Whether AkzoNobel engaged with the attackers remains unclear. The company's statement that the incident has been "contained" doesn't address whether negotiations occurred or if any payment was made. Ransomware payments remain controversial—they fund criminal operations but sometimes represent the least-bad option for data recovery or preventing further publication.

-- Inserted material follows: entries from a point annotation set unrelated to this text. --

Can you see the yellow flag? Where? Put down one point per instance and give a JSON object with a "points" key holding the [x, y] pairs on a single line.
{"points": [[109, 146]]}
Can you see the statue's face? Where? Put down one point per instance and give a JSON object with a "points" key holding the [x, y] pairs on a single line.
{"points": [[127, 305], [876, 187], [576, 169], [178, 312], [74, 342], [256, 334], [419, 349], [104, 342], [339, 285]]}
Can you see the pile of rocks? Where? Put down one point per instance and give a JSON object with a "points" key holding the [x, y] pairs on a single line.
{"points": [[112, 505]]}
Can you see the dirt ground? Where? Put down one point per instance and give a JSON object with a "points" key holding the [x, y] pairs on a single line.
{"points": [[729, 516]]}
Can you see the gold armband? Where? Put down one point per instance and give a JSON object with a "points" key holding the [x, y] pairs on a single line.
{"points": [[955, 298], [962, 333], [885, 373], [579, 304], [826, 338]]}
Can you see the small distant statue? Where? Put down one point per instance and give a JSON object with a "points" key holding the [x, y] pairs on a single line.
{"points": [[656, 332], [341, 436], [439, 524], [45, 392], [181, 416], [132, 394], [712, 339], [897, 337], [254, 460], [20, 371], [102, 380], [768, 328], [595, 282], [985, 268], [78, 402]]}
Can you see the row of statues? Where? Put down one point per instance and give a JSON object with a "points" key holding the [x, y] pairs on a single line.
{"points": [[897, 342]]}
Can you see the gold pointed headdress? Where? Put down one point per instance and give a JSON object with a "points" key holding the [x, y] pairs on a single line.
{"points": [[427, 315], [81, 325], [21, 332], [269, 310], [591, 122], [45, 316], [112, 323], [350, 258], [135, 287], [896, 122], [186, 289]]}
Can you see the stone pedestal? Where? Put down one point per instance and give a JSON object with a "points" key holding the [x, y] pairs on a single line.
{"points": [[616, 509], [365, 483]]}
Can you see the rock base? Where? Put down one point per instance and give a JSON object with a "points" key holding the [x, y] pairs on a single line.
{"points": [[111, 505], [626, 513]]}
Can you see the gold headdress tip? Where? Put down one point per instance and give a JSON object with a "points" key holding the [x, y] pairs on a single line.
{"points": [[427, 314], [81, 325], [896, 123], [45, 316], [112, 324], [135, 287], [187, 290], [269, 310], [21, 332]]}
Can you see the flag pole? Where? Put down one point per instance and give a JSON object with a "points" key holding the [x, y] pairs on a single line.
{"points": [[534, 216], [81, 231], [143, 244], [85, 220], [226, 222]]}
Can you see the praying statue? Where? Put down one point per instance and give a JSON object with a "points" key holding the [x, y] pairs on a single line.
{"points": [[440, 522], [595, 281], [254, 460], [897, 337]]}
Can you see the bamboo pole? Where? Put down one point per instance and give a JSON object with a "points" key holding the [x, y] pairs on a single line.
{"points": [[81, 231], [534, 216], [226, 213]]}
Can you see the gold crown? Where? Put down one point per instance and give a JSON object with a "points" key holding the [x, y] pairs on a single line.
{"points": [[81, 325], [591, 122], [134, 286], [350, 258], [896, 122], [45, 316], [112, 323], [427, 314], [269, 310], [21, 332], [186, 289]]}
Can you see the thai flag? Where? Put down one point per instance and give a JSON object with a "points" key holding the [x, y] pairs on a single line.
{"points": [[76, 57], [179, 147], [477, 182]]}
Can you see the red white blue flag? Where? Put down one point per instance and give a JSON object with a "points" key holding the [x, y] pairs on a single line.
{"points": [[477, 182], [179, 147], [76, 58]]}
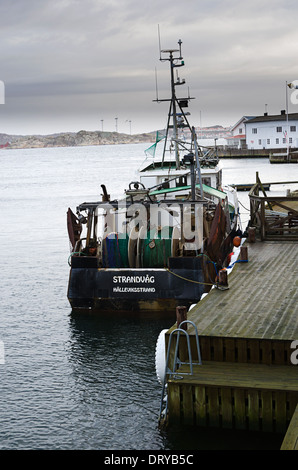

What Affected Individuals Should Do
If you're an AkzoNobel employee, contractor, or client who may have data in the compromised U.S. systems:
- Monitor for official notification from AkzoNobel with specific details about what was exposed
- Place fraud alerts on credit reports if passport or identity information may be included
- Watch for phishing attempts using information from the breach to craft convincing social engineering
- Consider passport replacement if scans were definitely exposed—compromised documents enable identity fraud
- Enable MFA everywhere as stolen credentials may be used in credential stuffing attacks
Frequently Asked Questions
Which AkzoNobel brands are affected?
The company hasn't specified which business unit was compromised. AkzoNobel operates brands including Dulux, Sikkens, International, and Interpon across paints, coatings, and specialty chemicals segments.
Is my personal data at risk if I've purchased AkzoNobel products?
Likely not. The breach appears limited to a single U.S. facility, and consumer purchase data is typically not stored at manufacturing sites. The exposed data focuses on business relationships, employees, and operational documents.
Should I be concerned about product safety or authenticity?
No evidence suggests attackers accessed formulation data or production systems that could impact product integrity. AkzoNobel's statement that the breach was contained suggests manufacturing operations weren't affected.